Inline-Engine is a modern game engine that emphasizes the latest technologies and innovation in order to bring the most to the table regardless of weather you are a gamer, a developer or a game designer. It got its name from the overuse of inline methods to speed up the software, however, it only aims to live up to the performance expectations not the poor coding style.
- C++17 brings elegant coding solutions
- Built for parallelism from the ground up
- Build for DirectX 12 and Vulkan
- Modular, hackable design
- Highly configurable even without hacking
- Windows (supported)
- Linux (planned)
- XBoxOne (planned)
- PS4 (planned)
Visual Studio solution files:
- Download Visual Studio 2017 or 2019 preview with the latest updates
- Download the latest CMake (3.10 or newer)
- Generate Visual Studio 2017/2019 Win64 solution files via CMake for Inline-Engine/CMakeLists.txt
- Open solution files and build
CMake via IDE:
- Install latest MSVC 19 toolchain
- Download a CMake compatible IDE (e.g.

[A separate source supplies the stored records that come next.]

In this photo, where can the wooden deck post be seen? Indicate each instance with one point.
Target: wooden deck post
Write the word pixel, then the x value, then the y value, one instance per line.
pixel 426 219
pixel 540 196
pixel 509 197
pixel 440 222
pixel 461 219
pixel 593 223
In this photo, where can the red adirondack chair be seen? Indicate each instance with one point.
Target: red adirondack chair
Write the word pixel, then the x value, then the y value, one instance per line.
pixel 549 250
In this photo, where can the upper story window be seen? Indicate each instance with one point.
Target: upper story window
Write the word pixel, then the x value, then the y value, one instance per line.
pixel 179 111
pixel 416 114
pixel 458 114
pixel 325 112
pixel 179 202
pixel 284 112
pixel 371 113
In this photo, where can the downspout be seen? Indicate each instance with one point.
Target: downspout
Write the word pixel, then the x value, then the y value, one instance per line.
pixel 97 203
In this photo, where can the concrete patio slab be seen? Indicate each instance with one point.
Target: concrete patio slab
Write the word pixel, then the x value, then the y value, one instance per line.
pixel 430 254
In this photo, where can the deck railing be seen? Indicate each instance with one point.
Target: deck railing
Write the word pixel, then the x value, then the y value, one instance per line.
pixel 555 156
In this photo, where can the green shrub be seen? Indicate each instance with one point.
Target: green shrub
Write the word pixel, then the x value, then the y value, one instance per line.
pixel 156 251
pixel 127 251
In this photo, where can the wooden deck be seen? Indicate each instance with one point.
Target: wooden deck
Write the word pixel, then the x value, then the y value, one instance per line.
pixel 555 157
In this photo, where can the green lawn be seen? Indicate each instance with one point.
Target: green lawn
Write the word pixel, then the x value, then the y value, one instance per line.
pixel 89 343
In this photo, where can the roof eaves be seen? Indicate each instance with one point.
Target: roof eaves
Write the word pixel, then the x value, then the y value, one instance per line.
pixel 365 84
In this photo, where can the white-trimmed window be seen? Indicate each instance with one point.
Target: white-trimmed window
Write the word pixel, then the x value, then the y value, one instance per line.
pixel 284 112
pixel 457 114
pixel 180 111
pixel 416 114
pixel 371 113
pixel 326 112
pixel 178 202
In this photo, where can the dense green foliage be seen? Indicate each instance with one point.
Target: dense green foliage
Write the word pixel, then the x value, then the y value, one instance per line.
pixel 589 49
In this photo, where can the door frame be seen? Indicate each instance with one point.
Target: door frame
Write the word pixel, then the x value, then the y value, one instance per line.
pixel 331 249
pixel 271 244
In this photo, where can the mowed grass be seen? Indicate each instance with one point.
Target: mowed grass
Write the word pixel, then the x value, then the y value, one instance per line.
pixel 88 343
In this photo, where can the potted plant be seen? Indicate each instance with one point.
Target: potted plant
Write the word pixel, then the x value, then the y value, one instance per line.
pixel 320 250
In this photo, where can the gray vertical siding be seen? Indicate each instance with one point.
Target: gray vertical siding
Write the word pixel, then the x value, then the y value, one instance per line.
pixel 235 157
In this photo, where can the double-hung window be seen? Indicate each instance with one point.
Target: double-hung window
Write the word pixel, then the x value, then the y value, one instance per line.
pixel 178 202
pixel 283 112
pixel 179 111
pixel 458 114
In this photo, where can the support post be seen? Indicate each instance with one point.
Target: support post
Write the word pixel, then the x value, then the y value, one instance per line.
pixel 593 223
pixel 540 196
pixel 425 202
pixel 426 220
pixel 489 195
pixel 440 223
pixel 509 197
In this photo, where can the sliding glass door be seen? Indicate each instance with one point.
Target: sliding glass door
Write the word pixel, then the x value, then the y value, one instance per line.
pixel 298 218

Visual Studio or CLion)
- Open Inline-Engine/CMakeLists.txt
- Configure CMake within IDE to use the MSVC toolset
- Build
CMake via Ninja or makefiles:
- Install latest MSVC 19 toolchain
- Download the latest CMake (3.10 or newer)
- Generate Ninja or Makefile for Inline-Engine/CMakeLists.txt
- Build
Note: you can not compile it with the GNU toolchain because the Direct3D libraries won't compile, and Vulkan is not supported yet.
Note: you don't need any additional dependencies, all libraries are packed with the project.
Note: 32-bit build are not supported
The engine exposes geometries, material, and textures to work with. These are used as properties to describe an entity. Entities are grouped into multiple scenes that act like a virtual world. One might put terrain entities, lights, geometries or other types of objects into a scene. The purpose of having multiple scenes is to achieve the separation of 3D world, GUI and debug draw objects. With this, one might define completely different ways of rendering each scene, and can quickly toggle whether to display a scene at all. The results of each scene can be freely combined with desired final output.
Inspired by CryEngine's flow graph and Unreal's BluePrint, users can leverage the power of task graphs to visually assemble the render pipeline. The task graph's tasks have access to the scenes and the objects inside them, so they can render it. The data flow from one task to the other allows the transport of opacity or depth maps which make combining scenes in an arbitrary fashion a breeze.
The above-mentioned rendering task graph provides an interface to implement custom task nodes. The nodes inputs and outputs are defined, and the programmer can code the data transform performed on the inputs. The node can access the underlying Direct3D 12 API through a simplified interface. The framework that executes the task graph takes the responsibility of distributing work across multiple CPU cores and the scheduling of generated GPU command lists.